Le narcotrafic n’est pas un “problème de quartier”. C’est une économie criminelle mondiale, qui tue, qui broie, qui agresse, qui impose sa loi là où la République recule.
Chaque adolescent happé par ce système est une victime. Chaque famille touchée est un drame. Chaque quartier abandonné devient un terrain de guerre que personne n’a choisi.

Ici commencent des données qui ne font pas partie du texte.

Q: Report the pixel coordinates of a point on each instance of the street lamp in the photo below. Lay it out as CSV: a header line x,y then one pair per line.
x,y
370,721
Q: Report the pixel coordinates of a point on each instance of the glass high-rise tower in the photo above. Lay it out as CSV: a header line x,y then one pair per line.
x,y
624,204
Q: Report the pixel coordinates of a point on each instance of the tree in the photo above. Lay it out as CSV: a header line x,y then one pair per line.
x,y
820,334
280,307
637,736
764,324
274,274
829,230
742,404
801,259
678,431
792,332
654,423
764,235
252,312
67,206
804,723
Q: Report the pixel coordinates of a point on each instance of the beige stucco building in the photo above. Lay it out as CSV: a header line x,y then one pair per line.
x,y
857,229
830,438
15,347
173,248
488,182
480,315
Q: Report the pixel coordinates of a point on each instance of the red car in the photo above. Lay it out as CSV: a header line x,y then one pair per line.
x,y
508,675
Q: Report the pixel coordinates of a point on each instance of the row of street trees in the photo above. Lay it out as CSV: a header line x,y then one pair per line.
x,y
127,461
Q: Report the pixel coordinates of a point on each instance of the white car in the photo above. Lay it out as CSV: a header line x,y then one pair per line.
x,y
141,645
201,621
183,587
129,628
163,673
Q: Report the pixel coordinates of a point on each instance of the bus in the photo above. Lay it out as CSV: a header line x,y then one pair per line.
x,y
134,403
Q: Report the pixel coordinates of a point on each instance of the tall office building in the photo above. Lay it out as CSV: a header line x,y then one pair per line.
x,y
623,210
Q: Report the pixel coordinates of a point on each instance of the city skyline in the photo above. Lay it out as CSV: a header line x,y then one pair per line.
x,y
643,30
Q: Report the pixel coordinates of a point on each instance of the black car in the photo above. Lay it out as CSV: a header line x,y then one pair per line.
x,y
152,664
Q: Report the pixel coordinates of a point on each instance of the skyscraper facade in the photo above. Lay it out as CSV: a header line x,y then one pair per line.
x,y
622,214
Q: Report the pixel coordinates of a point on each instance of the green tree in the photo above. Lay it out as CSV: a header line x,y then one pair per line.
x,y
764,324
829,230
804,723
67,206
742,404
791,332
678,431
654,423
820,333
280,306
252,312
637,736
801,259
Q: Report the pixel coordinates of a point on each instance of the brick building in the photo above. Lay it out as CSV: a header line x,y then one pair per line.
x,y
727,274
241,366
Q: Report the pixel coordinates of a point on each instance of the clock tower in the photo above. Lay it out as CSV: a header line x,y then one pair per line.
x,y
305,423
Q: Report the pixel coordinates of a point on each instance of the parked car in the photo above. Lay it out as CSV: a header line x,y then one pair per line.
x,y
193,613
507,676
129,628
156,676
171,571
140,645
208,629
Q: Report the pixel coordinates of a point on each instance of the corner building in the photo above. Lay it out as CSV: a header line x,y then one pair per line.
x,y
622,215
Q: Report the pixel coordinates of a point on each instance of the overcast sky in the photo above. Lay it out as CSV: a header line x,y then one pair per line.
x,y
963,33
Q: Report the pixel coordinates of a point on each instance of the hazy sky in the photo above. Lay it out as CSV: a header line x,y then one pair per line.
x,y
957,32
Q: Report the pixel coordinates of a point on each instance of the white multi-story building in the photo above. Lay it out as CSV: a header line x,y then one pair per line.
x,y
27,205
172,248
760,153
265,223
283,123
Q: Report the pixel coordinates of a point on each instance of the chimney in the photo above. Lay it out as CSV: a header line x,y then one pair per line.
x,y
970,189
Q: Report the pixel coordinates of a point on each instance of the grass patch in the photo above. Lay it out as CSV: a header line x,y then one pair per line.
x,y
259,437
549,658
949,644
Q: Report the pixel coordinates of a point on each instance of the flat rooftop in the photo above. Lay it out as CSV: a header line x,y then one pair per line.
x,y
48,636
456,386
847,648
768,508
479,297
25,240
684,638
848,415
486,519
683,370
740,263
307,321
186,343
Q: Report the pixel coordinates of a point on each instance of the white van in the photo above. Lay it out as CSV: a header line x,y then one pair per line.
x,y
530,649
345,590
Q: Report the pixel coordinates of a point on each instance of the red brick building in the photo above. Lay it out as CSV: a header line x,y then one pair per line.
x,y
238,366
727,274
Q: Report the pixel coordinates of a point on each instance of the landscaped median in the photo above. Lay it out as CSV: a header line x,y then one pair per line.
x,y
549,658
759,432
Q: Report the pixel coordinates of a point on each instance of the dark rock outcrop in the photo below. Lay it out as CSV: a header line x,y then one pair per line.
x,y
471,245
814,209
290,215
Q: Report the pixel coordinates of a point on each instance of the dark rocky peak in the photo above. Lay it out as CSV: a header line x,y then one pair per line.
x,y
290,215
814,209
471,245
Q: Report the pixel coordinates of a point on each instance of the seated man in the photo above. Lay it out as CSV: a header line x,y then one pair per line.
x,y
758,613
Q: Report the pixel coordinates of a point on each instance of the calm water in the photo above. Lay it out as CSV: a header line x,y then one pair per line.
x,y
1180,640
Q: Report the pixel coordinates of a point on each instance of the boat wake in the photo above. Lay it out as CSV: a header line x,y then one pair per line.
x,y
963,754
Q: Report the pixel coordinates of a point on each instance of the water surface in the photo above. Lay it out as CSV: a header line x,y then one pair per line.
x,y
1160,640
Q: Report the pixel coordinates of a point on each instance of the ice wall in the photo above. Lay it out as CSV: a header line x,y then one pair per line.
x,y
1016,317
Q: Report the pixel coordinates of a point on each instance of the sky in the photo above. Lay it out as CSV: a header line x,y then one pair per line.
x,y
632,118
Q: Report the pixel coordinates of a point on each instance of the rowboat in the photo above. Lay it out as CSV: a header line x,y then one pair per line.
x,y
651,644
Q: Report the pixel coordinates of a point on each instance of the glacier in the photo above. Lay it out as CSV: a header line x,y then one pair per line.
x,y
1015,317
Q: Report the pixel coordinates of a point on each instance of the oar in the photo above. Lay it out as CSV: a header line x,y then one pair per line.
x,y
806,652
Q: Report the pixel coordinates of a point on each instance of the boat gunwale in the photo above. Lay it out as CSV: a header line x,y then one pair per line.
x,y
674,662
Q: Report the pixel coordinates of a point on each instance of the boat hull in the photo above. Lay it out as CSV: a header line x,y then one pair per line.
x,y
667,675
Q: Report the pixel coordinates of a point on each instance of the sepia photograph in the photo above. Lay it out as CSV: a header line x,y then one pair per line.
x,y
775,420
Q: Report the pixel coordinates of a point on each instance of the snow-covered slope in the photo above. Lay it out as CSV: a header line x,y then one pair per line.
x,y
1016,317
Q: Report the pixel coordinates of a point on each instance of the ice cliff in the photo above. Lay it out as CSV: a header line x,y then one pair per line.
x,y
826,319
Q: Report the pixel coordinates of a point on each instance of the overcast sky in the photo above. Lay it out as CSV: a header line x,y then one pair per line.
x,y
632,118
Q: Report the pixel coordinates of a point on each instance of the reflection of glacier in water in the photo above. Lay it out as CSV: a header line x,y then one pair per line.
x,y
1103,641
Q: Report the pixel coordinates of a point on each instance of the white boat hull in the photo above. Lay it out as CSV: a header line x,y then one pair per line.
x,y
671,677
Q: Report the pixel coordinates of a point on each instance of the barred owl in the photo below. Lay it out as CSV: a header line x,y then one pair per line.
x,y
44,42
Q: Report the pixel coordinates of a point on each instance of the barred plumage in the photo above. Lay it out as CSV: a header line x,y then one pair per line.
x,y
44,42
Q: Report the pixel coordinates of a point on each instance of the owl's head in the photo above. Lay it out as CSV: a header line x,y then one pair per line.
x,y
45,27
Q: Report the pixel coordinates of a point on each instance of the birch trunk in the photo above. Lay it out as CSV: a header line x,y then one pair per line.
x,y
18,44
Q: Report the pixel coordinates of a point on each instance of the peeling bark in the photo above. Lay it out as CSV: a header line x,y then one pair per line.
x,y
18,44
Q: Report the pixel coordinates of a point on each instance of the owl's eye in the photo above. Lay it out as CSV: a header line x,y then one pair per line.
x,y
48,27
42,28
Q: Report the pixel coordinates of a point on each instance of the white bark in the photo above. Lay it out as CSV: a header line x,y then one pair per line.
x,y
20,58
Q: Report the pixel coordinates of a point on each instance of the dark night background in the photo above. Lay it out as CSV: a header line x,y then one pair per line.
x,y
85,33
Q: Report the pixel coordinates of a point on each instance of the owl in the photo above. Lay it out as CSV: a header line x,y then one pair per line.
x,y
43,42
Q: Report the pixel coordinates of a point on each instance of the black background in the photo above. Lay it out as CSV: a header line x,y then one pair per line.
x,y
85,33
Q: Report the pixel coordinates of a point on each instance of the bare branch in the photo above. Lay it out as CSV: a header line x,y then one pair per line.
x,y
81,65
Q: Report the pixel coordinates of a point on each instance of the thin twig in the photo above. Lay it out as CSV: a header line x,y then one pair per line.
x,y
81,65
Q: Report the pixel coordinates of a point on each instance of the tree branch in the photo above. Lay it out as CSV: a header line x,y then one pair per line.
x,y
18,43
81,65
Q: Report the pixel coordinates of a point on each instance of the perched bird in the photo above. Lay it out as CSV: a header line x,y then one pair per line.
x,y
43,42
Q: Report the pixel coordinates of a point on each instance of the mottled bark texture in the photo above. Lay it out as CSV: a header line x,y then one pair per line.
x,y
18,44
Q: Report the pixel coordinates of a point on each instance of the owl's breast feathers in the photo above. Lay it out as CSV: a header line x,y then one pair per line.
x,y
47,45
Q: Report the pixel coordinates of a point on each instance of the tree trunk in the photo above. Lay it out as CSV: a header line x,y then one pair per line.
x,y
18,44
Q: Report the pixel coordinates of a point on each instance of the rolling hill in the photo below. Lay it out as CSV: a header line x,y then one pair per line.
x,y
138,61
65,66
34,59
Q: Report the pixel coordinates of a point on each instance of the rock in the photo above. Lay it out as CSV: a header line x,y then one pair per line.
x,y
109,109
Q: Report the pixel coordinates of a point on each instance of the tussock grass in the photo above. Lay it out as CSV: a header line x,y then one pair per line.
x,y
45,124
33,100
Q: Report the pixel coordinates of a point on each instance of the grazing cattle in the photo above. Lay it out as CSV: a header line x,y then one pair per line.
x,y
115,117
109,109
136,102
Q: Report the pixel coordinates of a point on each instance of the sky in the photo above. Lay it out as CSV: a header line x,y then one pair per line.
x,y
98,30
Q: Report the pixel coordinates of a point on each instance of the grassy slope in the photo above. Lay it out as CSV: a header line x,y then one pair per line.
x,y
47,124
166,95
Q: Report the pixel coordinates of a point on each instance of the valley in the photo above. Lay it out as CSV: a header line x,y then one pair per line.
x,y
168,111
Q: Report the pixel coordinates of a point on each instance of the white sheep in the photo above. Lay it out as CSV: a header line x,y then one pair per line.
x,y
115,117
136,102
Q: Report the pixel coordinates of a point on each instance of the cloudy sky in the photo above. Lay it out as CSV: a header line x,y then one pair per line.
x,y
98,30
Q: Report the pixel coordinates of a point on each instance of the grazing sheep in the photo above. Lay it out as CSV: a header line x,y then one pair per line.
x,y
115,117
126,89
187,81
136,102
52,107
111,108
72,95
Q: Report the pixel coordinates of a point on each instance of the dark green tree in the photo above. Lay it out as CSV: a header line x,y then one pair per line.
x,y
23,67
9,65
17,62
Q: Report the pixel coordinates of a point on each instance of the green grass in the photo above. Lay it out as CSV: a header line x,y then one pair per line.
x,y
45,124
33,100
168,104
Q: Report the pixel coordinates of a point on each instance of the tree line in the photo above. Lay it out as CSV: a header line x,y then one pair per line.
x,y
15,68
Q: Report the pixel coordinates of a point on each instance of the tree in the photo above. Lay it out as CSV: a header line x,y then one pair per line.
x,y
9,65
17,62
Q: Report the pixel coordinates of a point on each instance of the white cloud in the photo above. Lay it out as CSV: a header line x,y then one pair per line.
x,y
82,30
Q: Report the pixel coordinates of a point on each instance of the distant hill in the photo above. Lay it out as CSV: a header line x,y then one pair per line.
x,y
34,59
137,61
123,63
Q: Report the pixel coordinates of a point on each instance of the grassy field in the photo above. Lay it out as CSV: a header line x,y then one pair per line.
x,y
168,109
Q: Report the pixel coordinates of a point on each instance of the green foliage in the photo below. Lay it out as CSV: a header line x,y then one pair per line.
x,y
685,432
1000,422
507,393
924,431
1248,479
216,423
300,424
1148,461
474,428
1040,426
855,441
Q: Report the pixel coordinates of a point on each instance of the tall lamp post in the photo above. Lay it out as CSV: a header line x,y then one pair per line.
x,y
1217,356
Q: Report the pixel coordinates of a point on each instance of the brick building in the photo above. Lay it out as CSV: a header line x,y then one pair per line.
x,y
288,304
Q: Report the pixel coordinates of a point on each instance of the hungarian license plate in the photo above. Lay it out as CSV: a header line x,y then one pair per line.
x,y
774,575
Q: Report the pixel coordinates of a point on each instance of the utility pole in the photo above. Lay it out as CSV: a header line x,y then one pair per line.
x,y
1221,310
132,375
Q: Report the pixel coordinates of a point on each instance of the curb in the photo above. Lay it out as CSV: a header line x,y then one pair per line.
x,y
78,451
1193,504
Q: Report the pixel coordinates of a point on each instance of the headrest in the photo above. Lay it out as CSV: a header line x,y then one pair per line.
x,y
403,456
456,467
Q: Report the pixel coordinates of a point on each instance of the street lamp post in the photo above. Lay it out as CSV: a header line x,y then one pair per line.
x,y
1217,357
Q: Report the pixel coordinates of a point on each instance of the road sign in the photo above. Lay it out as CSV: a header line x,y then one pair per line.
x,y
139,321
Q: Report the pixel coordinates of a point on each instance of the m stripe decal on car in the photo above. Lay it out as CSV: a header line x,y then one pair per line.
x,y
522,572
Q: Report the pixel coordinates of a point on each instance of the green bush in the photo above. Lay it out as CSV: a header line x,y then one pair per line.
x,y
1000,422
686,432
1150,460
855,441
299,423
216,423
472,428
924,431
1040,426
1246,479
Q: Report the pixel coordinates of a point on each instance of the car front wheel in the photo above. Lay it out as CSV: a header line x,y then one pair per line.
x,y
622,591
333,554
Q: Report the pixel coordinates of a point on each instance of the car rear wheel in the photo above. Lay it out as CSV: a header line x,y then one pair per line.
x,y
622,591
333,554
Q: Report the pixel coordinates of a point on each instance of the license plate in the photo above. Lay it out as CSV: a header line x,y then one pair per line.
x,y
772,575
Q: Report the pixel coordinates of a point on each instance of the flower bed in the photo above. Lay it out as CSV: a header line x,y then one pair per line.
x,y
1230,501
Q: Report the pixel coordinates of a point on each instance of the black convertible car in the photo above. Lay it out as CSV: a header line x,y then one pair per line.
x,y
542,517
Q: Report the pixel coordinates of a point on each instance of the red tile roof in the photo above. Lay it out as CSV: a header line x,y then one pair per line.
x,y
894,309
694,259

Une réponse à la hauteur du danger
Face à un phénomène mondial, la réponse doit être mondiale. Coordonnée, déterminée, continue. Pas une opération ponctuelle, pas un coup de communication : une stratégie internationale, durable, qui coupe l’argent, les réseaux, les flux, les armes.
Mettre fin à cette économie parallèle, c’est protéger :
- nos enfants,
- nos quartiers,
- nos institutions,
- notre avenir commun.
Protéger la société, quoi qu’il en coûte
La lutte contre le narcotrafic n’est pas une option. C’est une obligation morale, une priorité nationale, un devoir international.
Cela signifie :
- renforcer la protection de l’enfance,
- réinvestir les quartiers abandonnés,
- assécher les circuits financiers criminels,
- coopérer avec les autres pays,
- sécuriser les habitants,
- redonner une présence réelle de l’État.
Protéger la société quoi qu’il en coûte, ce n’est pas faire la guerre aux habitants. C’est mettre fin à la guerre que les réseaux imposent déjà.
La République doit reprendre chaque mètre abandonné
Aucun territoire ne doit être laissé aux trafiquants. Aucun enfant ne doit être sacrifié. Aucune famille ne doit être abandonnée.
Reprendre le terrain, c’est sauver des vies. Reprendre le terrain, c’est reconstruire la paix. Reprendre le terrain, c’est protéger l’avenir.